Eric Stevenson, RIP: Boston metal legend, all-around awesome guy

Yesterday was truly a sad day for Massachusetts metal with the passing of ERIC STEVENSON. Guitarist, drummer, songwriter and all-around beloved figure, Stevenson is most renowned for Only Living Witness, the legendary Bay State metal crew that he formed with vocalist Jonah Jenkins in 1989. The outpouring of emotion, whether on Facebook or on metal blogs worldwide speaks to the warm spot OLW and Stevenson have held in the hearts of metal fans everywhere-- partly due to the way that OLW’s music managed the tricky feat of being supremely heavy while remaining literate, yearning and soulful, but also because of the fact that OLW were all notoriously awesome dudes in a genre where being nice, playing fair, and treating people with respect is not necessarily the fastest route to fame.

Stevenson cut his teeth in the 80s Massachusetts thrash scene with his Tewksbury outfit Formicide, who along with such local luminaries as Wargasm and Meliah Rage showcased a choppy style that forefronted crunching riffs and tricky changes made to sound not-so-tricky. Stevenson’s commanding and inventive drumstool mastery is evident even in the tunes of this formative crew-- but it wasn’t until he formed OLW that he really began showcasing new ways to mix forceful swing with bludgeoning might. Stevenson was a huge John Bonham fan, and it shows in his OLW chops, as his tom-heavy swing, like Bonham, often sounded like the work of more than one person.

The final track on their 1993 debut Prone Mortal Form, “December”, shows this combination of focused precision and tribal abandon in full effect-- its classic descending riff (which Stevenson himself wrote on guitar) and overpowering crescendo made the song a local metal anthem, and helped solidify a loyal fanbase. The song is über-heavy, but with a purposeful directiveness that sees Jenkins’s soaring vocals navigating the tune’s rough waters of pure riffola. “December” and Prone Mortal Form set the standard for Massachusetts metal, and set it high: by fusing the fury of hardcore and the crunch and flash of classic metal, OLW found a way to unite warring factions within the pit of what came to be known as “crossover”. It was an important musical melding, one that was clearly evident as an influence on the next decade or two of Massachusetts bands, especially the stratospheric successes of Shadows Fall and Killswitch Engage.

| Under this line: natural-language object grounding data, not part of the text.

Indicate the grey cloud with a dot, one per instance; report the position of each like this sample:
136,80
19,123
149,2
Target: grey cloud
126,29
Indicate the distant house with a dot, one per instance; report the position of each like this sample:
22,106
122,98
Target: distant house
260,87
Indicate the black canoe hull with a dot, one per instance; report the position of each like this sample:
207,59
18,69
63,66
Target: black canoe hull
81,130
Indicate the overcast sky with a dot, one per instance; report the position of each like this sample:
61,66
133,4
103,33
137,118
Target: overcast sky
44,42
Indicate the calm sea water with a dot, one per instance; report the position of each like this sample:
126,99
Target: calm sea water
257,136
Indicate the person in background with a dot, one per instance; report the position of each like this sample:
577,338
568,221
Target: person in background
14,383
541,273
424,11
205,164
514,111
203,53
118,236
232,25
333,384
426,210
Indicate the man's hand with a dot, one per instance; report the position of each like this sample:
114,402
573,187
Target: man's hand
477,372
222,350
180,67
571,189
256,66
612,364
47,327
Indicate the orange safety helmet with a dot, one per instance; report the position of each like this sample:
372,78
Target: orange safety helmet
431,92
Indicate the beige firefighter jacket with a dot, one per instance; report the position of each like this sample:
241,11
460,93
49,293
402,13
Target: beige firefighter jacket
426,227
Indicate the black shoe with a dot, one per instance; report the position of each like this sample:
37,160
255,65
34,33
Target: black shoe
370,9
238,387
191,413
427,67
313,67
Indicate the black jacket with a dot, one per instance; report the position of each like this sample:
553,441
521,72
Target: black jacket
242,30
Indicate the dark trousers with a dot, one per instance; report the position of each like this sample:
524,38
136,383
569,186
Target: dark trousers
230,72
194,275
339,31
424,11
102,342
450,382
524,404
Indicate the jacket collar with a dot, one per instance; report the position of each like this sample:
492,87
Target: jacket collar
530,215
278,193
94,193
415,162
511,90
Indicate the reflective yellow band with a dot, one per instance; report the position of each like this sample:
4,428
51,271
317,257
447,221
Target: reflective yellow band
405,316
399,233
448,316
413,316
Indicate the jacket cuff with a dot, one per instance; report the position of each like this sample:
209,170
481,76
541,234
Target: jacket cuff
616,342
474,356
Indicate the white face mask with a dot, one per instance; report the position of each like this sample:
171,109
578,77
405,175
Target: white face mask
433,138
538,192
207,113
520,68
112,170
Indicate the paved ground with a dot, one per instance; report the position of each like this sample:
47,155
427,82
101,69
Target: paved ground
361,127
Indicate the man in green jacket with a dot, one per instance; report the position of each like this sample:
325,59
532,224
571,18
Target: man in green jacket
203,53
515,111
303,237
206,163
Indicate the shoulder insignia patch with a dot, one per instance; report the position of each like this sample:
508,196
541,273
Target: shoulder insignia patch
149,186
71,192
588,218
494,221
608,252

OLW were only with us for a brief period, and disbanded arguably at their height, prior to the release of their second and final album, 1996’s Innocents. Stevenson wasn’t idle after the band’s dissolution, though, pulling a stylistic 180 with Hank Crane, his country-tinged late-90s project which saw him singing songs in a style that, at first glance, might seem miles away from the bludgeon of OLW. But the two projects were closer than they might appear at first, considering the sonic eclecticism of OLW (particularly the country-ish acoustics of PMF’s “Darkly” and the Morricone-esque vista of Innocents’ “Hank Crane”, where the project got its name) and the grimness and metal breakdown moments in the Hank Crane discography.

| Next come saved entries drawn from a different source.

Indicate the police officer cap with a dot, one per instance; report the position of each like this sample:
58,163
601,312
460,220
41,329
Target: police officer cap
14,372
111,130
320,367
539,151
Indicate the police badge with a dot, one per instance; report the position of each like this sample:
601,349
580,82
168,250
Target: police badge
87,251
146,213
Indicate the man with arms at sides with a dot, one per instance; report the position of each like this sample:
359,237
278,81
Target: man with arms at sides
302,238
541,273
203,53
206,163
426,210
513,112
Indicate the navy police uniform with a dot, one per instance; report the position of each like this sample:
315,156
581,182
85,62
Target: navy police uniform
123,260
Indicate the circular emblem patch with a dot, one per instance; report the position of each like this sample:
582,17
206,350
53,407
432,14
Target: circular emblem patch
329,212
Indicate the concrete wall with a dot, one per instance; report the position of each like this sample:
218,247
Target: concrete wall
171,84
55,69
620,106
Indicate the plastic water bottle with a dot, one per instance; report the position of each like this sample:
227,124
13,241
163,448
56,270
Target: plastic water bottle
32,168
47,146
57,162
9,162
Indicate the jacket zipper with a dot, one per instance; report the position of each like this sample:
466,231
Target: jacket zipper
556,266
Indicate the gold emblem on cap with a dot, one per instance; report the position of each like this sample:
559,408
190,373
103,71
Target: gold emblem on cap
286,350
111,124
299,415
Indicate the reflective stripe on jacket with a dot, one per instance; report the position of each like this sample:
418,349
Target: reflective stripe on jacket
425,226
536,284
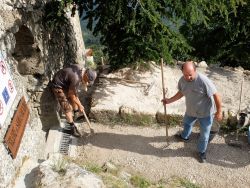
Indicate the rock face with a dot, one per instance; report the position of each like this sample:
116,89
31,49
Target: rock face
33,53
143,92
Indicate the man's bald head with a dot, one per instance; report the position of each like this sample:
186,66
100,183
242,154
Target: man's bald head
189,70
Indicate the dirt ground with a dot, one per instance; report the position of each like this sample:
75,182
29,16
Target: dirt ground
145,150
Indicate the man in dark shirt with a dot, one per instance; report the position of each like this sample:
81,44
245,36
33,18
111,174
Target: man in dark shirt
64,86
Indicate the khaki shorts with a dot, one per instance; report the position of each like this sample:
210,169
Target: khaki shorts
62,99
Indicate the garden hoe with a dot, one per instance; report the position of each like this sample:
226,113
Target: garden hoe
164,93
88,122
237,142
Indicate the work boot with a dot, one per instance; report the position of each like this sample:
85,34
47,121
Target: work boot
67,129
78,115
202,157
75,132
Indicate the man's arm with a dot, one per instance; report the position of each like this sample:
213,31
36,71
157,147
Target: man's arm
217,100
176,97
73,97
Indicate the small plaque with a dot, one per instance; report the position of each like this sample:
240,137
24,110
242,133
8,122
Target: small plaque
15,132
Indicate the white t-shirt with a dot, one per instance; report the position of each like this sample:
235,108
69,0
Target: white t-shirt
198,95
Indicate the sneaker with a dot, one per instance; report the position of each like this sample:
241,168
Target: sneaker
202,157
75,132
179,138
78,116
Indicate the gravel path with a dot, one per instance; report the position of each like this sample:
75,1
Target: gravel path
145,150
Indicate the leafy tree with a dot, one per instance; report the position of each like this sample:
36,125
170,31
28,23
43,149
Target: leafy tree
146,30
226,41
143,30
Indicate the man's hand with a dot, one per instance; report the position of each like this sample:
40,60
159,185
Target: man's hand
81,108
218,115
165,101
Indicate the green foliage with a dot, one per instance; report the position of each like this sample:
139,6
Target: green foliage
223,40
135,30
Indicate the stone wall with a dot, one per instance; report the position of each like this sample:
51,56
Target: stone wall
33,53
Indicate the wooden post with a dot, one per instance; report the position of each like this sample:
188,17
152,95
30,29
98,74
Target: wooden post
102,61
164,96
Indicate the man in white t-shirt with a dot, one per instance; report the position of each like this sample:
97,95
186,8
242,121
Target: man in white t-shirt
203,103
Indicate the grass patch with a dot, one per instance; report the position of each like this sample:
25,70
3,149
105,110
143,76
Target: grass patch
112,181
137,119
94,168
182,182
112,118
139,181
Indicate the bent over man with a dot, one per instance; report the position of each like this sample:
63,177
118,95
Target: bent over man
202,103
64,86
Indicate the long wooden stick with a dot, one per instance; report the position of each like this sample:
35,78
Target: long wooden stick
164,96
87,119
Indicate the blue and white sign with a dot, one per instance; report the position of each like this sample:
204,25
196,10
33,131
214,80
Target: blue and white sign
7,89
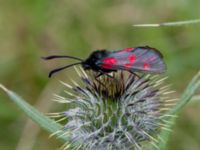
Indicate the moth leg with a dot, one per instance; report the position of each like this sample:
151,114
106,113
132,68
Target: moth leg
97,76
135,74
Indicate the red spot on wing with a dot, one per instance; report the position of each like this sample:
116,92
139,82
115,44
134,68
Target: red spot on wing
106,66
108,62
132,58
146,66
128,66
127,49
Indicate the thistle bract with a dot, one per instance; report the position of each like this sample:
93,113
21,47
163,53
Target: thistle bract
125,111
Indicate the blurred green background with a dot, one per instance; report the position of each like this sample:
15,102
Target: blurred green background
31,29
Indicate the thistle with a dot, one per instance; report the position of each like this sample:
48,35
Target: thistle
125,112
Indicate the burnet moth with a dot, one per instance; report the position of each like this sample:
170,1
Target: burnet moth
139,59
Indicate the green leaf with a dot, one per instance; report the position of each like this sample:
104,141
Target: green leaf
189,92
43,121
191,89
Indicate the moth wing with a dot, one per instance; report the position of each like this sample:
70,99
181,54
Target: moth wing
142,59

All of which means that the sadness of Eric’s passing (at 46, after a five-month battle with melanoma) is about more than mourning the loss of a great drummer: besides being an all-around great guy beloved by many, Stevenson was a consummate songwriter and arranger whose work and influence have affected the feel of heavy music and will continue to for decades to come. It’s important to remember that when OLW was happening, their musical alchemy was not the predominant sound: tossing metal and hardcore breakdowns together with acoustic guitars, string and violin arrangements, and clarion-call clear vocals was simply not done before, but they figured out a way to make it work and sound as natural as any of metal’s greats before or since.

Since the band’s demise, fans have only gotten one tiny glimpse of the band in action when they reunited for three shows in 2008. The Middle East Downstairs performances in June 2008 were, for those in attendance, some of the most joyous and fulfilling moments in local metal history, as a palpable sense of “I can’t believe this is happening!” could be easily read on the faces of both fans and band members alike. There are few gigs in this life where one can say “You just had to be there” and be correct: these were clearly two of them. After three Massachusetts gigs and a final gig in The Netherlands that August, it was all over-- perhaps giving closure to the story of OLW that, in a very small way, buffers the sadness of yesterday’s new, or at least allows those that knew Eric to focus on the personal aspect of the passing of such a universally-loved member of the global metal community.